Labrador art professor aims to get Labrador Inuit art more exposure
© Photo by Bonnie Learning/The Labradorian
Dr. Heather Igloliorte chats with Gavin Edmunds after presenting information on her research into Labrador Inuit art at the North West River Interpretation Centre on Aug. 26.
Listening to Dr. Heather Igloliorte speak, it is clear she is very passionate about Labrador.
The Happy Valley-Goose Bay woman — an assistant professor of Aboriginal art history at Concordia University in Montreal — was back in her hometown this week, in a series of visits to central and coastal Labrador to promote awareness — and share her research — of Labrador Inuit art and artists.
Being of Inuit descent on her father’s side and an accomplished artist in her own right, Igloliorte said Labrador Inuit art has not been given the recognition or credit it deserves for far too long.
Igloliorte gave a presentation on that subject at the Labrador Interpretation Centre in North West River on Aug. 26.
“We should make more (art), it would be good for our communities,” she said.
“It fosters cultural pride and carries on our traditions. We would be better off if more people knew about the great culture we have in Labrador.”
Igloliorte is doing her best to do just that.
She recently completed a 487-page dissertation which speaks to the first art history of the Nunatsiavummiut (Labrador Inuit), focusing on over 400 years of post-contact production, Nunatsiavummi Sananguagusigisimajangit /Nunatsiavut Art History: Continuity, Resilience, and Transformation in Inuit Art (2013).

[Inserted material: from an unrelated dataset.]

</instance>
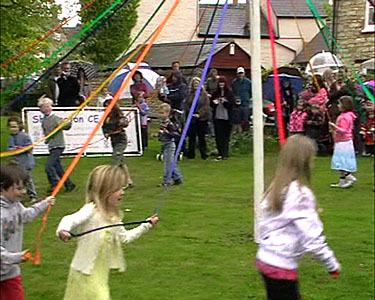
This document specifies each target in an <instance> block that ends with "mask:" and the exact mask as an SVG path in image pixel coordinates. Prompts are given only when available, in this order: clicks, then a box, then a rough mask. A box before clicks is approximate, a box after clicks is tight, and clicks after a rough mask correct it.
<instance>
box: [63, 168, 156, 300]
mask: <svg viewBox="0 0 375 300" xmlns="http://www.w3.org/2000/svg"><path fill="white" fill-rule="evenodd" d="M126 184H127V177H126V174H125V171H124V168H122V167H120V166H106V165H103V166H98V167H96V168H95V169H94V170H93V171H92V172H91V174H90V175H89V179H88V182H87V186H86V204H85V205H84V206H83V207H82V208H81V209H80V210H79V211H78V212H76V213H74V214H72V215H68V216H65V217H64V218H63V219H62V220H61V222H60V224H59V227H58V229H57V231H56V234H57V236H58V237H59V238H60V239H61V240H62V241H64V242H66V241H68V240H69V239H70V238H71V234H70V232H71V231H73V230H76V231H78V232H81V231H87V230H91V229H95V228H98V227H101V226H106V225H112V224H117V223H121V219H122V213H121V211H120V208H119V201H120V199H121V198H122V197H123V195H124V191H123V188H124V187H125V186H126ZM148 220H149V221H150V222H149V223H144V224H142V225H140V226H138V227H136V228H134V229H132V230H125V228H124V227H122V226H121V227H112V228H107V229H105V230H98V231H95V232H92V233H89V234H86V235H84V236H82V237H79V238H78V246H77V250H76V252H75V254H74V257H73V261H72V263H71V265H70V272H69V277H68V283H67V287H66V290H65V297H64V299H66V300H68V299H72V300H77V299H79V300H96V299H97V300H108V299H110V293H109V287H108V278H109V271H110V269H117V270H119V271H120V272H124V271H125V267H126V266H125V260H124V257H123V250H122V248H121V243H130V242H132V241H133V240H135V239H137V238H139V237H140V236H141V235H142V234H144V233H146V232H147V231H148V230H149V229H150V228H151V227H153V226H154V225H155V224H156V223H157V222H158V217H157V215H154V216H152V217H151V218H149V219H148Z"/></svg>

She is also currently working with the Nunatsiavut Territory to bring the arts and culture of the Nunatsiavummiut to light through several ongoing and multiplatform collaborative community-based projects. One of these is projects, the creation of a large scale touring exhibition of Nunatsiavut contemporary art, is being coordinated through the SSHRC Partnership Grant Mobilizing Inuit Cultural Heritage: a multi-media/multi-platform re-engagement of voice in visual art and performance (2013 - 2017).
One of the biggest pieces of research she conducted for her study was interviewing approximately 60 Inuit artists from all over Labrador in 2011.
“I wanted to get a sense of what artists wanted to see happen and issues they wanted addressed,” said Igloliorte.
She said many artists shared similar concerns.
"They feel the quality of items they produce is limited because of the tourist art market, and they would be more willing to take on more ambitious projects to the best of their abilities, if the opportunity (to sell it) was there."
Igloliorte said the highest productivity for artists are during the fall and spring, as most people are very busy during the summer with other activities, including hunting fishing and travelling, so there are times when the local craft shops sell out.
"It can be hard for artists to produve in high quantities in the summer, because they are so busy," she said.
She added other concerns for artists included lack of access to proper tools, raw materials, and an “intimidating” process when it comes to applying for grants.
“Currently, provincial arts organizations have no specific grants or awards aimed at Aboriginal people, unlike most others, and neither does Nunatsiavut,” said Igloliorte.
“Artists in Nunatsiavut have rarely accessed federal or provincial funding for the arts.”
She also noted one of the main problems with the study of contemporary Inuit art, is that it is focused on “western or southern art forms,” such as stone sculptures, print making, or drawing.
“Stone sculptures is just one of many art forms we have in Labrador,” she said. “We don’t have much print making or drawing produced by Labrador Inuit.”
Igloliorte believes it is imperative that traditional Labrador crafts — such as sealskin mitt making, caribou tufting, and grass works — be recognized as art in its own right.
“I wish the idea of ‘Inuit art’ would broaden to include other art forms,” she noted.
She added Labrador Inuit art has almost been nearly excluded from every major art exhibition in Canada, with a few exceptions.
“The National Art Gallery in Ottawa has two pieces of Labrador Inuit sculptures — one piece purchased from Mike Massie in 2006, and one piece from Billy Gauthier in 2013.
Igloliorte said a major exhibition focused entirely on Labrador Inuit art is long overdue.
“The last one was over 30 years ago and featured Labrador grass work; it went across Canada and into the United States — it was very successful.”
Igloliorte is travelling throughout Labrador for the next week or so to meet with various artists.
She noted since she first gave her presentation earlier this year, she has been successful in getting some grant applications approved.
“I am going to start planning public consultations to see what Labrador artists want to see happen.”